German Sabuko ha apoyado mi idea desde el principio, ha sido el primero en creer que esto pudiese funcionar y ha transmitido el virus a todo su equipo además de demonstrar lo bueno y gracioso que es haciendo las ponencias. Albert y Marc Fernandez me dijeron si desde el momento que les propuse la idea y han demostrado lo que valen compartiendo sus conocimientos que a pesar de su joven edad son asombrosos. Sigue en la lista de los frikies Ivan “Lagoa”, un galleguiño refunfuñón con un corazón como un tanque, no se si después de algunas copas he llegado a firmar los papeles de adopción, pero debe de haber faltado poco. Omar Gomez Medina ha embrujado a todo el mundo con sus historias ultra ultra ultra light, el ajing, el rockfishing y el fikismo más absoluto que he podido comprobar al día de hoy. He compartido mesa con Paquito y no podía ser de otra manera, es como si fuera mi hermano pequeño, con la peculiaridad de haberme enseñado más sobre el Estrecho que cualquier persona. Love you brother. Francesco Giordano ha venido desde Italia al Campus Caranx 2019 sin saber que le podía esperar, no se ve todos los días el dueño de una marca y diseñador de un señuelo de éxito como el Spotter y el C32 desplazarse con entusiasmo y cautivar a todo el mundo con montajes alucinantes y con un tal dominio de los señuelos blando de dejar a más de uno con la boca abierta. Grazie guagliò. Last but not least Sam Bosch que ha cruzado el Mediterráneo para salir de la pantalla de YouTube y personificarse en el medio de la Manga del Mar Menor, contando vis-a-vis sus vivencias sin dejar de contestar a ninguna pregunta, ni desatender a nadie. Muchas gracias a Junvi Ripoll e Guillermo León por haber creído en el Campus Caranx 2019 y haber participado activamente, atendiendo a toda persona que se haya presentado delante de su estand. A distancia les doy las gracias a Stefano Sammarchi y Vincenzo Musculo de Molix por el apoyo, los premios y los consejos. Asimismo, dar las gracias a Mar, directora del Camping Villas Caravaning, por el apoyo logístico y haber facilitado todo lo posible que este evento se realizase.

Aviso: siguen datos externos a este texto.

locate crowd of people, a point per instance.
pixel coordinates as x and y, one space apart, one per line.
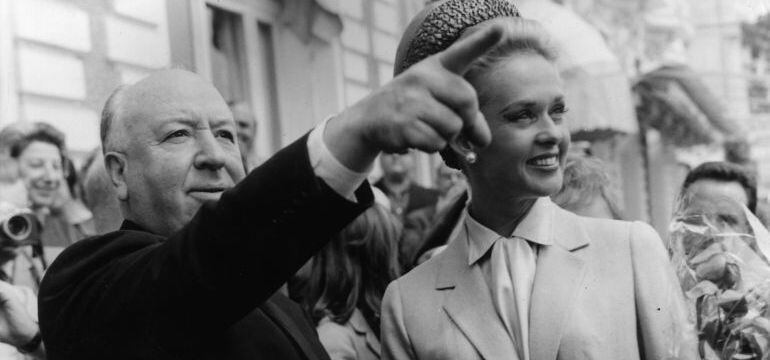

No sé si me queda alguien en la recámara, pero el cansancio empieza a hacer acto de presencia y me temo que voy a tener que dejarlo aquí, además me he extendido más de la cuenta y ya habrá más de uno que se habrá hincado una botella de vino o directamente habrá pasado a las drogas para aguantar este tostón.

¿Repetiremos? El corazón dice que sí.